Il sociologo Francesco Belletti sostiene: “La responsabilità educativa dei genitori è oggi una delle dimensioni più fragili dei nuovi adulti, ma quando il bambino propone “bisogni speciali”, quando la domanda di cura diventa potente e intensa, quando ad essa si aggiunge il dolore e la sofferenza, ecco che essere genitori di un bambino speciale sembra essere una “mission impossible”. E conta poco la struttura e la forma familiare, più o meno tradizionale. Perché due qualità vanno sostenute, nei genitori che sono sfidati dalla disabilità del proprio figlio: in primo luogo stabilità: serve esserci, esserci in modo affidabile, restare nella relazione ben oltre le proprie voglie e i propri sentimenti. Quindi serve una genitorialità (una struttura della personalità, si potrebbe anche dire) duratura, che mantiene quello che promette, servono padri e madri che riescono a “so-stare” con il proprio figlio. Il contrario del “sto con te finché durano i sentimenti”... La seconda qualità è, paradossalmente, la consapevolezza di non essere onnipotenti, di poter sbagliare, di avere di fronte montagne che non puoi scalare da solo, ma anche la capacità di riconoscere questa “mancanza”, e quindi saper chiedere aiuto, senza scandali, ma anche senza scarico di responsabilità. Insomma, persone solide, affidabili, ma umili e capaci di chiedere aiuto. Però, se chiedono aiuto, qualcuno deve esserci, lì, a farsi prossimo, ad accogliere le loro richieste, senza giudicarli, ma soprattutto senza abbandonarli” (nell’intervista “Imparare ad essere genitori: mission impossible?”, 2019). La genitorialità non si deve rivelare forte e congiunta solo in caso di figli con disabilità o problemi di salute ma nei confronti di ogni figlio portatore di esigenze proprie. Genitorialità non è solo avere figli ma essere, fare, diventare genitori nei confronti di ciascun figlio, proprio come si fa per affrontare ogni singola disabilità. Tra le varie fonti, la Carta europea dei diritti del fanciullo del 1992 (per quanto programmatica) richiama la responsabilità dei genitori al punto 8.11 e al punto 8.25.
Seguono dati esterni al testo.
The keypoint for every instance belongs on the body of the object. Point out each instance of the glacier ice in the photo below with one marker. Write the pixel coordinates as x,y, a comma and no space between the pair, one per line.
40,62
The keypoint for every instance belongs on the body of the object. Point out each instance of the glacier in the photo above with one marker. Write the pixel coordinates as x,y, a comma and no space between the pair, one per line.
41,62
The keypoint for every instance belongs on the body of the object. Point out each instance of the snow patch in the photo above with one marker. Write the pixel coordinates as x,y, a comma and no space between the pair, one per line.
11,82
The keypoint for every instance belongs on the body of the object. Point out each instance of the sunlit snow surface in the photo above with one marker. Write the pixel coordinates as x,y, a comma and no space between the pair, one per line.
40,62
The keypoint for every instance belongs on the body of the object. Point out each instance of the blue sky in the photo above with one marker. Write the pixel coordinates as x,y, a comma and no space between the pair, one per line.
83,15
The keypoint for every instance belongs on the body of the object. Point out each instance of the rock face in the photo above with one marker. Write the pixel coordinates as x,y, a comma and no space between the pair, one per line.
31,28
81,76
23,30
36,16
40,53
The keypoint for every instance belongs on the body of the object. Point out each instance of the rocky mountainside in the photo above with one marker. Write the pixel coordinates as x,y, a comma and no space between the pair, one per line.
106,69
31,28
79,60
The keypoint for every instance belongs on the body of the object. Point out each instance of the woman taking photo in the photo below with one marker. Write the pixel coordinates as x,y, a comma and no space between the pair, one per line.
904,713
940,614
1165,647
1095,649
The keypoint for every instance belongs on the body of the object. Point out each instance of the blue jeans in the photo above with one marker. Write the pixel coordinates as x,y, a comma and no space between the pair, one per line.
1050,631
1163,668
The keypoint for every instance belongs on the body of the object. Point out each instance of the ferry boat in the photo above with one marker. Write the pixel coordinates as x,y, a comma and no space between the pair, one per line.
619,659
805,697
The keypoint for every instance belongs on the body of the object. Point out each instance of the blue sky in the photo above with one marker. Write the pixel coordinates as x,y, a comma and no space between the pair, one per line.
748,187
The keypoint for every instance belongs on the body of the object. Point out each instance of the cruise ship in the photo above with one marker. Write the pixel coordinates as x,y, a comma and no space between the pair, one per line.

Ora i bambini sembrano essere “nati stanchi” perché lo sono i genitori nel senso di genitori stanchi del lavoro, del doppio lavoro, della ricerca del lavoro, privi di interessi, passioni, emozioni, legati a cose materiali, sterili, morte. Dal sondaggio dell’Osservatorio Demos-Coop dell’ottobre 2017 «56° Osservatorio Sul Capitale Sociale degli Italiani – I giovani e le passioni “tiepide”» (anche se un po’ datato rispecchia l’attualità) si evince che si assottigliano le differenze tra generazioni e cresce la dipendenza dalla famiglia; gli italiani sono sempre più incapaci di accettare le responsabilità della vita adulta, la vecchiaia è l’unica paura e la gioventù dura, in media, fino ai 52 anni. Si dimentica che i genitori, e in generale tutti gli adulti, hanno un dovere nei confronti dei più piccoli, come si ricava anche dell’art. 30 della Costituzione che esordisce con “È dovere e diritto dei genitori”. Si ignora il “principio responsabilità” come lo aveva formulato il filosofo tedesco Hans Jonas (nel 1979) che metteva insieme “responsabilità” e “futuro” e che lo definiva in maniera significativa: “La responsabilità è la cura per un altro essere quando venga riconosciuta come dovere, diventando “apprensione” nel caso in cui venga minacciata la vulnerabilità di quell’essere”. E la genitorialità è proprio questo binomio: responsabilità e futuro.